In our first look of The Snake of Essex we were fascinated by the aura of meanings and mystery that actually accompanied the show’s opening installments. Apple TV + created by Anna Symon (don’t miss the Apple TV + releases of September 2022). A story based on the novel of the same name by Sarah Perry and which sees the actors in costume Claire Danes And Tom Hiddleston in a story between religion, desire and science, while a suffused mysticism hovers like a hood over a village on the edge of a London that is abandoned to find something new and suggestive just away from the discontent and turmoil of the city. The Essex snake however, it has not been able to fully maintain these premises.

A waning fascination

But all that potential that we had entrusted to the series, that apparent fascination that had actually conquered us, soon fades, weakening both the writing, the staging and, above all, the intellectual and emotional involvement of the spectator.

As well as The Essex snake disappoint in an irreproachable way, which undeniably discontent the expectations of the public or end up reserving an intolerant and detached vision of its own narrative. It is simply the thrill of its opening, of those first episodes between reality and the possibility of some supernatural to relax, freeing himself from all those symbolisms that the snake and, therefore, the show itself could present, resizing its own scope and the narrative vein of the its characters. The atmosphere certainly remains unchanged in a series that from the relaxation of the settings and images still manages to capture a certain wonder in the irrepressible that nature gives back, but which in turn is attenuated when the script and dialogues begin to whirl without effective grip.

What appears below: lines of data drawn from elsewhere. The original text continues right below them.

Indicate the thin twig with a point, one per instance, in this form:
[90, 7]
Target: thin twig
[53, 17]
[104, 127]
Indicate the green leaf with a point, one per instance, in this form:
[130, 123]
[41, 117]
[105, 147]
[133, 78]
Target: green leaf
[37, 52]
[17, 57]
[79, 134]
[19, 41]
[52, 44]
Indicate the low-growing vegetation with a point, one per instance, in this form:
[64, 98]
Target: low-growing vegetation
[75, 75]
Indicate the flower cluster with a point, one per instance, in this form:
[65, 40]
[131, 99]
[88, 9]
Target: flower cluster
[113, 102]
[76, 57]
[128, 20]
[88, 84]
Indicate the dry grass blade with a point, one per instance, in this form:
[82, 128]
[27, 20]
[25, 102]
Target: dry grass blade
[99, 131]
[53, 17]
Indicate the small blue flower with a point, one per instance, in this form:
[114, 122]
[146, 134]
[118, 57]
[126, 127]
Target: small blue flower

While they investigate human issues, in the depth of feelings, in the violence that the human can do and in his fear of having to face events or theories that he does not know. In the unspoken of the protagonists are hidden the fears of a society that still fails to distinguish between beliefs and progress, between the precepts that are served up by a blind faith and the real opportunity to be able to learn something of this world that does not reveal itself immediately and with immediate concreteness before the eyes.

What remains

The problem, however, is also there The snake in Essexthat after having prepared us for any discovery the characters would then have made – a creature, a demon, a cure, a miracle – in the conclusion it actually reserves a lack of substance and a misleading closure with respect to all the expectations and expectations that the series had reserved.

The excellent acting of the two protagonists together with their colleagues Frank Dillane, Clémence Poésy and Hayley Squires are not enough. It is not enough the mixture of all those elements so distant from each other, which they put together in the cauldron spirituality, intimacy and medicine. And we don’t settle on an investigation of the human that seems to stagnate at some point while continuing to make the characters converse and progress. The Essex snake it deflates leaving us the mystery of the beginning, exchanging it with the superficiality of the ending. The occult manifests itself before the eyes of the Apple TV + series and robs them of the promised magnificence. He empties it of all metaphor, softens the unknowns until they disappear completely. And little remains of the snake. An appreciable series, laudably packaged, but devoid of the disturbing promise with his rites and his words, his unknowns and his experiments. Only the debris remains, those beached and collected by the protagonist Cora.

The Essex Snake Review: Is the Tom Hiddleston Series Convincing?